An instant later they were gone. Father Boyle pulled the pillow back over his head and tried to convince himself he had been imagining things.
He could not.
Washington, D.C. Christmas Day, 1972
“In nomine Patris, et Filii, et Spiritu Sancti.”
The priest made the sign of the cross on nine-year-old Zeke Sloan’s forehead. The boy’s mother, holding her son’s hand as they rolled toward the emergency room, knew that wasn’t a good sign. Extreme Unction called for the anointing of all five senses, unless the priest thought there wasn’t time. Then he only did the forehead.
Extreme Unction.
The Last Anointing
. With Herculean effort she shoved that boulder from her mind, but another one quickly rolled in to replace it.
Her husband’s plane had been shot down yesterday in a bombing raid over Hanoi. The Air Force was looking for Hank, but—
I can’t lose them both, Rita thought.
I can’t.
Zeke’s closed eyelids fluttered as the priest gently forced the communion wafer into his mouth. The gurney stopped at the ER doors. One of the emergency team saw what the priest was doing and shook her head. There wasn’t time for the wine.
The priest took his hand off the cruet as the boy was whisked through the swinging doors. “God bless and keep your soul,” he said, hoping the blessing would catch up to the fast-disappearing gurney.
Rita Sloan turned to follow through the still-swinging doors. Before going in she stopped and turned. “What is your name, Father?”

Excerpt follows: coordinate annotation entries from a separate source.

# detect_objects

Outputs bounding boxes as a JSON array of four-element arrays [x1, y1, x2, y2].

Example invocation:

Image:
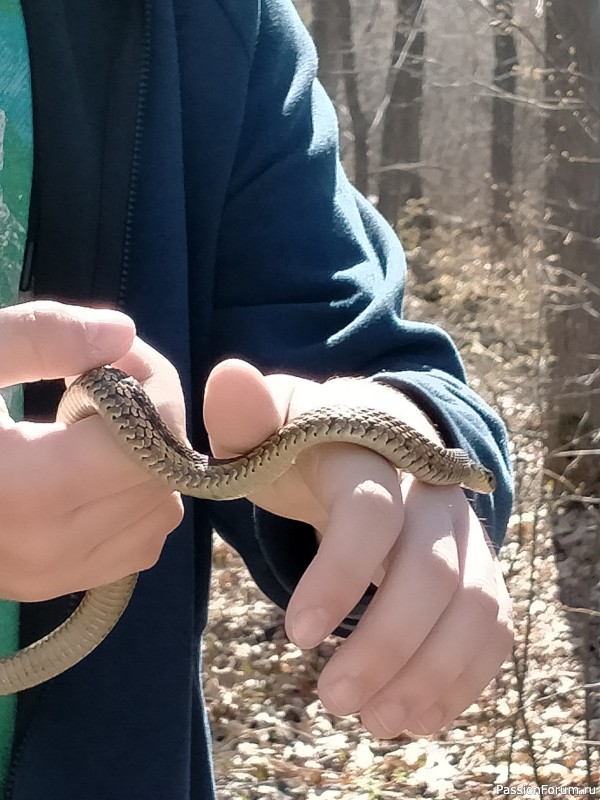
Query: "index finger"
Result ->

“Connolly. James Connolly.”
She squeezed his hand. “Thank you, Father Connolly.”
She rushed into the emergency room. A nurse hurrying by tried to intercept her. “I’m sorry ma’am, you can’t—”
“I’m his mother. I’m staying. I’ll keep out of the way.”

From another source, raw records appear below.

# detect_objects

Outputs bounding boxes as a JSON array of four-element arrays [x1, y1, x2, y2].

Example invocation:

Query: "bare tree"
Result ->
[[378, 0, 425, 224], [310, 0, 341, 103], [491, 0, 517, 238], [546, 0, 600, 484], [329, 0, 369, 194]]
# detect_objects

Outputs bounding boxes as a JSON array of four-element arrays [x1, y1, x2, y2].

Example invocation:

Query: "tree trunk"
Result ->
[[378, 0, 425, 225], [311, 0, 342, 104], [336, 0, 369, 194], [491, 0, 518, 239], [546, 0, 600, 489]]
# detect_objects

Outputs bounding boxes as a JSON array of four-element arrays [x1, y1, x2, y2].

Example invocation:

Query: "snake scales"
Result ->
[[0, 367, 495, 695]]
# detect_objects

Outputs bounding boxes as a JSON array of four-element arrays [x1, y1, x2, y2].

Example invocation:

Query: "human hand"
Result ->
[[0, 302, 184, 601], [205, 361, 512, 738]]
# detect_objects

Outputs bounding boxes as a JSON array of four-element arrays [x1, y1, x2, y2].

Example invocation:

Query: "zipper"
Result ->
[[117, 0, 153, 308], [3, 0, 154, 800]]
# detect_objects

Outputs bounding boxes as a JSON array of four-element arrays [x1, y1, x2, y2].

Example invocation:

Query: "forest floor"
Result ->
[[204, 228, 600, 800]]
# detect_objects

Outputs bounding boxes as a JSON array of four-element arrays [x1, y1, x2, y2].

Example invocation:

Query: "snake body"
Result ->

The nurse looked to the nearest doctor for help. He shrugged and a circle of green-clad ER personnel closed around Zeke. His mother found a spot several feet behind and kept glancing nervously at the heart monitor. Her son’s heartbeat was weak and irregular.

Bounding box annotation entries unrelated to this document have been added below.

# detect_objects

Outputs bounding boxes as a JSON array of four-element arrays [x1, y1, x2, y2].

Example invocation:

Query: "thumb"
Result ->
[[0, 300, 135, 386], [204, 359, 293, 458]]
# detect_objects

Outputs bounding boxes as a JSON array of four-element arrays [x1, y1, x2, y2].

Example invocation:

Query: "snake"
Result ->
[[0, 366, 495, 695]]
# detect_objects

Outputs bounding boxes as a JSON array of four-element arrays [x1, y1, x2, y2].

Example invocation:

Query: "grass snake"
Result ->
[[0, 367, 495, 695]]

Why did I have to get him a sled for Christmas?
Thank God for Freddie. Zeke’s best friend had come running to tell her that a car had slammed into Zeke at the bottom of his very first run.
The beep of the heart monitor suddenly became a continuous hum. Rita looked at the flat line in horror. Someone called out an emergency procedure she couldn’t understand. Several people sprang into action. Every cell in her body screamed that a mother should go to her son, but she willed herself to stay out of the way. The defibrillator was rolled into place. Rita’s burning eyes kept flicking from the heart monitor to her son’s closed eyes, while six strangers worked frantically to bring Zeke back from the dead.
In a single instant all the power went out and the room went black.
Zeke floated in a pure white cloud of nothingness. He felt as if a pair of arms were cradling him, holding him suspended in midair. From somewhere above came a soothing voice:
“I am the one who sits nearest the throne of glory. He has sent me to bless and keep you, Ezekiel. You shall be put to the supreme test. If you pass, you shall become the portal through which the Messiah will come. You are the beginning and the end.”
Vietnam, near Dien Bien Phu. September 13, 1993. 2330 hours
Captain Zeke Sloan led his eight-man Delta Strike Force team quietly through the jungle. Night-vision goggles enabled them to see clearly as they pushed through smothering humidity and a leafy curtain of darkness. A tiny sliver of moon hung overhead like the blade of a scythe. The maniacal zing of insects sounded a scream of protest. Or warning.